Her name was called out in the communal area, handcuffs fixed and she was led through a few security doors into one of the private interview rooms. Two chairs either side of a bare metal table, all bolted to the floor, and nothing else in the room. Her restraints were hooked under an eye on her side of the table, and she was made to wait. They were clearly nervous about her, for some reason, and since she wanted to avoid unnecessary trouble or aggravation, she went silently along with the whole thing without worrying about appearing submissive or subjugated. That kind of thing was always only ever in the eye of the beholder, anyway. Not long after she discovered they treated everyone convicted of sedition that way.
She didn’t have to wait long. Her visitor was a young man in a sharp suit, well-groomed and serious.

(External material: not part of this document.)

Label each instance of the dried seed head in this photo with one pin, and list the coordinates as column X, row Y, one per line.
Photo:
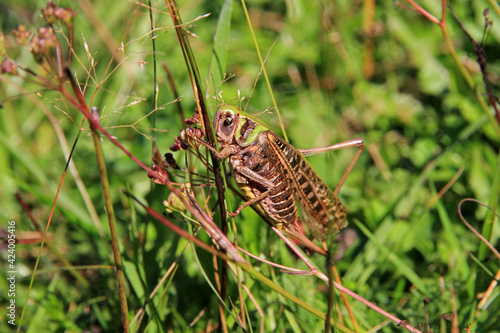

She studied him as he entered then perched himself opposite. Only then, once as comfortable as he could get in those chairs, did he open his mouth to speak.
But she got her word in first. “You look like one of the them,” she observed, sternly.

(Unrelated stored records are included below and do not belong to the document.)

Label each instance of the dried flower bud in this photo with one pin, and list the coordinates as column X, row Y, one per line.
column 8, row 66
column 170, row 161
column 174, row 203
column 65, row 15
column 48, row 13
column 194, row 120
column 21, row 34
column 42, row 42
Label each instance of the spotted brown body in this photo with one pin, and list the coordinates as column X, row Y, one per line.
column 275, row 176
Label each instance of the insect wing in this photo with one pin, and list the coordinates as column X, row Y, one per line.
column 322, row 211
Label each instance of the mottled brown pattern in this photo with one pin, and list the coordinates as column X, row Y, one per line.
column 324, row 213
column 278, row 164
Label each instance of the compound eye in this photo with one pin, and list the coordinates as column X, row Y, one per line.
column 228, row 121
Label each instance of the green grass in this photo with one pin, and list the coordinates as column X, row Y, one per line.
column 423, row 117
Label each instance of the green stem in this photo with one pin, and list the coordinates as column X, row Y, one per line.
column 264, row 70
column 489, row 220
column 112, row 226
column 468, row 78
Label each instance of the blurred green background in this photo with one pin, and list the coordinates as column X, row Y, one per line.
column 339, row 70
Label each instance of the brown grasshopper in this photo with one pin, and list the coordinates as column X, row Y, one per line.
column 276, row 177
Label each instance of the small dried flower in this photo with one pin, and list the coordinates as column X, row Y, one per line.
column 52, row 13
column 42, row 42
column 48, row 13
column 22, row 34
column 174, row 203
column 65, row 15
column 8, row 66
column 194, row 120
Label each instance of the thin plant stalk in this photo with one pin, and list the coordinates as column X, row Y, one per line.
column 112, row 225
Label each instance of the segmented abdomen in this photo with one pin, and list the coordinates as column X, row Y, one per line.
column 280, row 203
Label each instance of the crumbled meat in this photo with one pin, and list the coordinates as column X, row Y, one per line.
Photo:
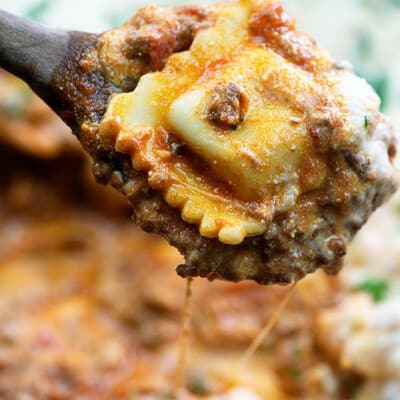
column 228, row 105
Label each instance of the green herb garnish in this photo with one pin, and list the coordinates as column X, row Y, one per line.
column 14, row 105
column 38, row 10
column 197, row 386
column 375, row 287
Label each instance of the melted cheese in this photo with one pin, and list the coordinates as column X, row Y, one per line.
column 232, row 179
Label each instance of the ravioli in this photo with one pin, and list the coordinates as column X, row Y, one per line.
column 255, row 131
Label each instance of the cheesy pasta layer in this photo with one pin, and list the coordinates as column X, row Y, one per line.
column 253, row 121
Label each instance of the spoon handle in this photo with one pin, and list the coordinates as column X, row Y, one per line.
column 31, row 51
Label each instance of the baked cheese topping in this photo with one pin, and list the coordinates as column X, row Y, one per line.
column 242, row 127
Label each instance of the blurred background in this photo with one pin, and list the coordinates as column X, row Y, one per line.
column 91, row 308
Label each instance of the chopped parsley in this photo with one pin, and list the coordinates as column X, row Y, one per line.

He threw her a half-smile. “Is that telepathy or just an educated guess?”
She returned with a half-laugh. “Bit of both, I suppose. It’s in and around the eyes. Micro-expressions. That kind of thing.”
“Then can you guess why I’m here?”
“It’s either to threaten me, or to negotiate.”
“That might depend on you.”
“Hmm. Fair enough. Perhaps you’d like to introduce yourself?”
“I work for the intelligence services. MI5, that is.”
“Which section?”
“That I can’t tell you, I’m afraid.”
“Also fair enough. So what can I do for you, Mister -?”
“Alex. As good a name as any.”
“Well, Alex. Your visit doesn’t surprise me. I’m aware that the so-called deep state takes the Visitor phenomenon seriously.”
“Starseeds, you mean?”
She nodded. “I prefer ‘Visitors’. Starseeds sounds too, I don’t know, New Age and twee.”
He laughed. “Agreed. Visitors it is then. And yes, we do take it seriously.”
“Do you have a friend called Fox who works in the FBI, by any chance?”
Another laugh. He shook his head. “I’m glad you’re keeping your spirits up.”
“It’s an interesting experience. My presence here – on this planet, I mean – is more as a kind of observer and recorder than, well, to intervene. I would, however, be a lot more spirited if I was granted access to writing materials. Just a word processor would do.”
“Given that you’ve been convicted of seditious writings, that’s not likely to happen.”
“So this is where the negotiation begins, then?”
“Let’s just say,” he leant a little forward with his elbows on the table and a sly smile, “depending on how this little interview goes, I’ll see what I can do…”
Next episode, next week…
the thick plottens!
really enjoyable! im grrrrr-ing that im finding it difficult to read all these in the right order and in nice big succulent dollops. it has the feel of something immensely satisfying.
how it fits in your head, Evelyn!
i think ive jsut been gorging and spewing short short stories all year and taken my eye off my three potential part written novel worthy things. you're showing me the sort of discipline and mental rigour that's needed to write something on a grand scale.
love the themes. all my faves (minus horror)
"I don't follow the horses".
Ahaha, laughing out loud as I read that. You, darling, have a finely tuned sense of humor. I'm really loving it how you're able to find an amusing note between the serious dialogue. Katy is apparently in serious trouble, but she can't resist being her true self. A noble feature most of the contemporary people are seriously lacking - being upright and stoic regardless of the situation they're in. Admirable, indeed. The feature that distinguishes real heroes and heroines from ordinaries.